A sharp intake of breath. Brendon’s head snapped up, eyes staring at the man before him. He knew… Ryan’s full name? Who was this man? And more importantly… how much more did he know? Brendon forced his breathing to slow before he replied.

“Tell me: where is he?”

The man smirked again and seemed to be deep in thought before he pulled an envelope and a pen from deep in his coat pocket. He tugged a napkin loose from the center of the table and scribbled a quick message on it, stuffing it into the envelope and sealing it quickly. On another napkin, he jotted down an address. “I’ll tell you what. You deliver this message for me, you get your information. The man’s name is William. He’ll tell you where to find the guy you’re looking for. Tell him Pete sent you. Now get the fuck outta here before I change my god damn mind.” All of this he said without a change in tone, and now he began once again to breathe in the pale smoke, exhaling calmly and eying Brendon sharply until he turned, envelope clutched tightly in his hands. He left the way he had come out through the wooden doors and onto the starry street.

Brendon pulled his phone from his pocket and dialed Jon immediately.

“Any luck?” He heard his friend’s voice ask after the second ring.

“Yeah,” Brendon replied rather breathlessly, “but I don’t know if you’re going to like this.”

“Well… tell me what this is about, okay?”

“I found a guy who says he knows where Ryan is. But he wants me to take a letter to some guy named William who’s supposed to give me an address.”

“Hmm.” There was a short pause as Jon processed this information. “I dunno, Bren. The whole thing sounds kind of sketchy if you ask me.”

“Yeah, Jon, I know it does. But what else can I do?”

“This letter. What’s it about? He’s probably some drug dealer or pimp.”

“I don’t know, just meet me at the car, all right?” Brendon waited until Jon had confirmed this to hang up, making his way down the street toward Jon’s car and leaning against it wearily until the other arrived.
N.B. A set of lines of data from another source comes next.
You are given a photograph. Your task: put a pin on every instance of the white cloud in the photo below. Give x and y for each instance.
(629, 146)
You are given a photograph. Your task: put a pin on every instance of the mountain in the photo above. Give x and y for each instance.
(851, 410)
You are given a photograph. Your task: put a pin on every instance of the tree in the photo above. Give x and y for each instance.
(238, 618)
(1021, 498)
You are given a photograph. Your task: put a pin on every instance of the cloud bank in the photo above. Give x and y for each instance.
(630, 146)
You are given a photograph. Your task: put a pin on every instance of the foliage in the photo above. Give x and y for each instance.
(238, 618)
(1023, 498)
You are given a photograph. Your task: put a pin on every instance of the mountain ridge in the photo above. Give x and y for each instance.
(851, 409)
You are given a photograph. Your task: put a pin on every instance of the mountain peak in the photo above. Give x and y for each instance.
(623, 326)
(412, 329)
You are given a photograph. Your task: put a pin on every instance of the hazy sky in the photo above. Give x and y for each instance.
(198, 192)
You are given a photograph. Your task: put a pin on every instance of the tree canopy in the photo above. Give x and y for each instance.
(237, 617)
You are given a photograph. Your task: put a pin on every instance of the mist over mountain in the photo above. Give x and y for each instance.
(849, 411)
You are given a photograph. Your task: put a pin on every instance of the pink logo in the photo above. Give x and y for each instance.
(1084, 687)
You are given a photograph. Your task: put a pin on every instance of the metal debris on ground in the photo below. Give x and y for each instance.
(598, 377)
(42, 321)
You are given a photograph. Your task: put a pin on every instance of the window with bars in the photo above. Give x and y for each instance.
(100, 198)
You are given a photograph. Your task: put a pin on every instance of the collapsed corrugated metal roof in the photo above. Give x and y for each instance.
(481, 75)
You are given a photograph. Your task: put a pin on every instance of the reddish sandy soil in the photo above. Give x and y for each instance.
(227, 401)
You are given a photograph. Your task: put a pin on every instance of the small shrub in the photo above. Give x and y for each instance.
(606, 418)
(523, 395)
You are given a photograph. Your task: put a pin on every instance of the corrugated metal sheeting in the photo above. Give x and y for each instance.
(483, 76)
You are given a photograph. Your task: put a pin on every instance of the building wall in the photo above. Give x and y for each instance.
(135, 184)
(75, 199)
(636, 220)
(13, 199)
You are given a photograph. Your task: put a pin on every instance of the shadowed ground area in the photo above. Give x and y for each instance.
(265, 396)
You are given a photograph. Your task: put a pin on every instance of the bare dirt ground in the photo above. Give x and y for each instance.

Jon unlocked the door and climbed in, leaning over to open Brendon’s door. When they were both seated Jon opened the glove box and pulled out a box of envelopes next to some blank sheets of paper. He grinned.

“Always come prepared, I say. Now… before we do anything else let’s see what that letter says. I don’t want us getting into something deeper than we can handle.”

“But… wouldn’t that be dangerous? If it is some big illegal operation and they find out we read this, I mean.”

Jon snorted. “One envelope is as good as another. It’s worse going in unprepared.”

“Yeah, I guess you’re right,” Brendon mused, and with that he tore the flap off the envelope and pulled out the crumpled napkin, scanning it silently.

The tension rose with every moment that passed until Jon couldn’t stand it anymore. “Well?” he asked. “What’s it say?”

Brendon wordlessly handed him the paper, eyes clouded with confusion.

Where does the caged bird sing- find me underground.